Of course, there are degrees of regret over ignored prophesies, all dependent on the nature and intensity of the prophesized phenomena. And there are degrees of consequences for the sundry ignored prophets. As everyone knows, prophets often have a hard time convincing anyone, and their rejected prophecies have led to exile and even, sometimes, to death. A good example comes from British naval history. In her popular and entertaining book Longitude, Dava Sobel recounts the destruction of the British fleet on the rocks of the Scilly Isles because the admiralty dismissed the warnings of a bright, but ordinary sailor. * Since the seaman wasn’t an officer, he had overstepped his station in predicting a potential shipwreck because of faulty navigation. Such an act was considered mutinous, even though he was trying to save the fleet, and Admiral Shovell had him hanged. Shortly thereafter, on October 22, 1707, the fleet—off course as the sailor had predicted—hit the rocks, and 2,000 British soldiers and sailors died along with, I might add, their captains and admirals.
And here you are more than three centuries later warning others about society, economics, or politics, all that you are prophesizing falling on deaf ears. You might not be an official navigator like that unfortunate British sailor, but you see that the fleet is headed in the wrong direction. And like that British sailor, you have good intentions. But those in command are like those in command of the ill-fated British fleet. Ill-fated? Is it silly to use the term with regard to the destruction on the Scillies? That’s exactly what prophets try to avoid, disastrous fates. The British admiralty had the choice to listen and to “alter fate.” They chose not to, to their own peril. To say they had no choice is to yield to fatalism in its worst form: Tragic destiny. Prophets of every stripe prophesy on one fundamental assumption: If people fail to listen, they choose tragic fate over mitigating alternatives. The prophet cries, “If they will only listen….” The doomed say, “We are modern Caesars.”
Take the warnings of a number of people about a country’s trending toward socialism, the economic and eventually tyrannical system that destroys individual freedom, impoverishes whole populations, and, in all instances so far, imprisons and often kills dissenters. From the twentieth century the ghosts of 148 million dead, those killed by socialist governments, rise as unheeded prophets.
Apparently, the ship of state has sailed, and its fate is sealed. It doesn’t matter to the admiralty that the well-intentioned, but ordinary citizen might prophesy a disaster in the making. Always, those in command know they know better. Always, like the admirals of the British fleet, they rely only on precedent authority and judgment steeped in arrogance. And what choice do the seamen have in this? Mutiny? Risk being hanged at worst and ostracized at best? Making polite pleas? That eighteenth-century British sailor deferentially called the officers’ attention to their potential doom.
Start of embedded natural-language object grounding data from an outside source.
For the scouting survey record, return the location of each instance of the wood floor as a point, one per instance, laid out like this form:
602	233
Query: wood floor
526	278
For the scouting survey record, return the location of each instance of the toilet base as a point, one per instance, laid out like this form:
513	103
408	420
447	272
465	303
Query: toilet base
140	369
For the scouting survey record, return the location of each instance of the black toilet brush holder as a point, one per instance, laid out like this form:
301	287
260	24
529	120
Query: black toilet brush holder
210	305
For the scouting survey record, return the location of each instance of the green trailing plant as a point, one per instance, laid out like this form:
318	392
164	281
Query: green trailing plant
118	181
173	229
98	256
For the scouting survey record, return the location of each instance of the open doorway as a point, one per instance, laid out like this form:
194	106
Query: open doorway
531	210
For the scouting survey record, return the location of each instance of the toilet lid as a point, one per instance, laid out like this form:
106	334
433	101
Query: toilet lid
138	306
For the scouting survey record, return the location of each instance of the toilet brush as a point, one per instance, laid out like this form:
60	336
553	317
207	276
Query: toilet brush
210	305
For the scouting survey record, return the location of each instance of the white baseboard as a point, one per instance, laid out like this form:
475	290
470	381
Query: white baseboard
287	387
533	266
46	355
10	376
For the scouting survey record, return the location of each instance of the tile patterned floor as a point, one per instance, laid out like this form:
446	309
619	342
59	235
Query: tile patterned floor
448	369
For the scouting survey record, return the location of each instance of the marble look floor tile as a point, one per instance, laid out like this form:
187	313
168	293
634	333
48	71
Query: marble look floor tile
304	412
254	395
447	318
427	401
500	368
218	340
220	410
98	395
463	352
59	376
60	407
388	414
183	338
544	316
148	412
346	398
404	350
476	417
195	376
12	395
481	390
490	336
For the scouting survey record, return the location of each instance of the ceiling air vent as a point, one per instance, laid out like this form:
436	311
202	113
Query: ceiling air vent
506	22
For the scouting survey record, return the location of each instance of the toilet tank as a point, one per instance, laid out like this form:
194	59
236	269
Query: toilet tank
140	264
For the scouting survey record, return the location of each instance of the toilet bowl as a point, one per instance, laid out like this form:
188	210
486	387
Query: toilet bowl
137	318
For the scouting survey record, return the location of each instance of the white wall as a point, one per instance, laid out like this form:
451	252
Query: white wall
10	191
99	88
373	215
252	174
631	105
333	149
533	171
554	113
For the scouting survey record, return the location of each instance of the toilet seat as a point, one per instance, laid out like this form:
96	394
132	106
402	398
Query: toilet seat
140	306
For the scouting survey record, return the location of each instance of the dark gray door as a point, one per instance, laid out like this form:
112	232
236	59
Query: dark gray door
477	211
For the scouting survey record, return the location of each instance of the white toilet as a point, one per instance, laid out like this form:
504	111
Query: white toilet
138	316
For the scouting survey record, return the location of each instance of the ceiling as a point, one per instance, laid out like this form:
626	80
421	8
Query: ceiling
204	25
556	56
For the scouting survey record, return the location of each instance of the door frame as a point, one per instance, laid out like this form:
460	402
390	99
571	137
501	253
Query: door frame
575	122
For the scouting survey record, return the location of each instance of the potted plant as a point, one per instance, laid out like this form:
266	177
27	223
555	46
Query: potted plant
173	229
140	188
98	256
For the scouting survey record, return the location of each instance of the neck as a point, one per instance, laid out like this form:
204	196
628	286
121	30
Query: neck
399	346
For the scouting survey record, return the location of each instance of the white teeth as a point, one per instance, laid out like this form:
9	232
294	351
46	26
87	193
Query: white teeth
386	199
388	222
But if only a few among the entire fleet of sailors recognize that rocks lie ahead and those at the helm won’t listen to their warnings, won’t those prophetic dissenting voices, no matter how loud, be lost among the louder sounds of crashing waves? Most prophets’ voices have been drowned out, so to speak, and the prophets, like those they warned, eventually drowned.
Don’t be surprised if no one listens.
*Sobel, Dava. 1995. Longitude: The True Story of a Lone Genius Who Solved the Greatest Scientific Problem of His Time. New York. Penguin Books. Pp. 11-13.